The trouble with credit card swipe fees

Every retailer is well aware of the challenges that accepting credit cards can bring. It extends far beyond the security risks that are on the table like keeping card information safe once it is processed or the fallout of accepting a fraudulent one. However, there is also the more rudimentary issue of the price tag that comes with just accepting this form of payment.

All credit card processors charge a small fee — the average is 2 percent — to handle every transaction that is handled with plastic. Up until October 2011, banks were also able take up to 45 cents per swipe, that number has since been capped at 21 cents. While this seems like a small number it can add up quickly and these fees have tripled over the previous decade and total $50 billion a year.

In a recent article from the National Retail Federation, the trade association examined the latest news surrounding swipe fees.

There have been two major cases over the last year. In July, U.S. District Court Judge Richard Leon ruled that the 21-cent cap for banks was too high because it was not in proportion with the level ordered by Congress. The judge ordered the Federal Reserve to re-crunch the numbers and come up with a lower level. This is currently be appealed by the Fed.

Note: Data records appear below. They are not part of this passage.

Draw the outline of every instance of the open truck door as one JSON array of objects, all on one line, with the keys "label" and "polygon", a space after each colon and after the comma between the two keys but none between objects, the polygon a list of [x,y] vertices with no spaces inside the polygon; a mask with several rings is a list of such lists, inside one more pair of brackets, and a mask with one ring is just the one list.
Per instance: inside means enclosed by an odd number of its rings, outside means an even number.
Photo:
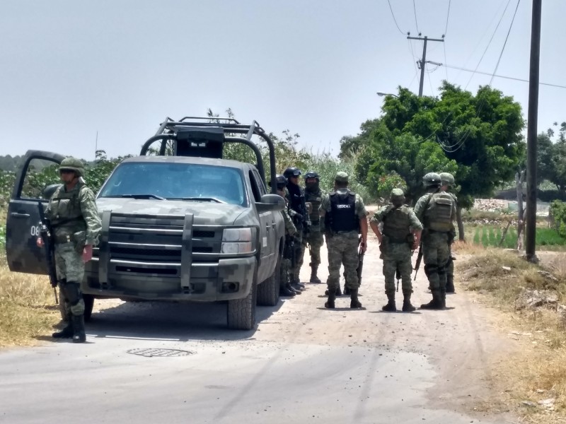
[{"label": "open truck door", "polygon": [[59,183],[59,164],[64,156],[28,151],[16,175],[6,223],[6,254],[10,271],[48,274],[45,250],[37,247],[40,205],[45,208]]}]

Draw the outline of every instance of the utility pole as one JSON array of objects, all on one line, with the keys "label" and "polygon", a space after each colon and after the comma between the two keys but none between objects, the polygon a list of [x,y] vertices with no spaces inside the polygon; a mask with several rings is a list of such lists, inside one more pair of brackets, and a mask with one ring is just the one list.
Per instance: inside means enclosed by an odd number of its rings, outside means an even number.
[{"label": "utility pole", "polygon": [[419,61],[420,64],[420,84],[419,85],[419,97],[422,97],[422,86],[424,83],[424,64],[427,63],[427,41],[439,41],[444,42],[444,38],[429,38],[426,35],[424,37],[408,37],[408,40],[421,40],[424,42],[422,44],[422,59]]},{"label": "utility pole", "polygon": [[531,66],[529,76],[529,112],[526,131],[526,216],[525,254],[536,262],[536,131],[538,117],[538,77],[541,57],[541,16],[542,0],[533,0],[531,24]]}]

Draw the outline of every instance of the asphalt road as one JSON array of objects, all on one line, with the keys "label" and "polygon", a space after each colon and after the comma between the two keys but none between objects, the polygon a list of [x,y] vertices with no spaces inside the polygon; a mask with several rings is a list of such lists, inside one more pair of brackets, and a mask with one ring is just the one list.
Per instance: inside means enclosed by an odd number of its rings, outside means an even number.
[{"label": "asphalt road", "polygon": [[[342,298],[325,310],[325,285],[308,284],[258,307],[250,331],[227,330],[221,304],[99,302],[86,343],[45,337],[0,353],[0,423],[513,422],[473,409],[507,343],[489,311],[461,293],[445,311],[382,312],[377,254],[373,239],[364,309]],[[419,274],[417,305],[430,297]]]}]

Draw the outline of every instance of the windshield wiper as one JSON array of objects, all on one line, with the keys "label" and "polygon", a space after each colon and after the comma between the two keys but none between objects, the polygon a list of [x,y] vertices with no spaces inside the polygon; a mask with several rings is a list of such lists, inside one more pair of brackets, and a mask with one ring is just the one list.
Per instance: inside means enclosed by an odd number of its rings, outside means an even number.
[{"label": "windshield wiper", "polygon": [[103,197],[128,197],[131,199],[156,199],[165,200],[164,197],[156,194],[117,194],[115,196],[103,196]]},{"label": "windshield wiper", "polygon": [[226,203],[216,197],[168,197],[168,200],[196,200],[198,201],[215,201],[216,203]]}]

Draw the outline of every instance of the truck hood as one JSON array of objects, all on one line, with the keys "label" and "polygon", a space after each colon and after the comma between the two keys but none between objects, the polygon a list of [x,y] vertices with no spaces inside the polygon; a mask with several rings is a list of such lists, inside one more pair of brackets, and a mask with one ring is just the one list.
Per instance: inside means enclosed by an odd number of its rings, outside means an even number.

In December, U.S. District Court Judge John Gleeson ruled on a lawsuit between a group of retailers and card providers Visa and MasterCard that resulted in a $30 billion settlement. This has since turned into a quagmire of additional legal issues. Some retailers felt they would not be getting enough when the money was handed out and others that had filed suit did not agree to the settlement in the first place. Since then, several retailers have pulled out of the settlement in order to file their own lawsuits. All of these are still pending or are in appeal.

This shows that something as simple as a credit card swipe fee of 2 percent can have a billion dollar impact on the industry. And don't think that this issue is only between card providers, banks and retailers. Because retailers have to pay more, that price is often passed along to the consumer.

"Many retailers have cited swipe fees as their second or third highest cost behind salaries and employee health benefits. With retail industry profits averaging only about 2 percent, there is no room for retailers to absorb the expense, so swipe fees are passed on to customers in the form of higher prices," the article reads. "In addition, card industry contracts and practices have required that merchandise be priced at the credit card price—including the swipe fees—and have made it difficult to either show the fees to customers or to offer a cash discount."

The NRF estimates that swipe fees cost the average U.S. household roughly $400 a year. This also hurts retailers because higher prices means consumers are only buying the essentials, meaning less sales overall.

The swipe fee is one of the biggest challenges in the business landscape and retailers are trying to find ways to make this right. Having the right credit card payment processor is a strong step but there will be changes coming as these legal issues are settled one way or another.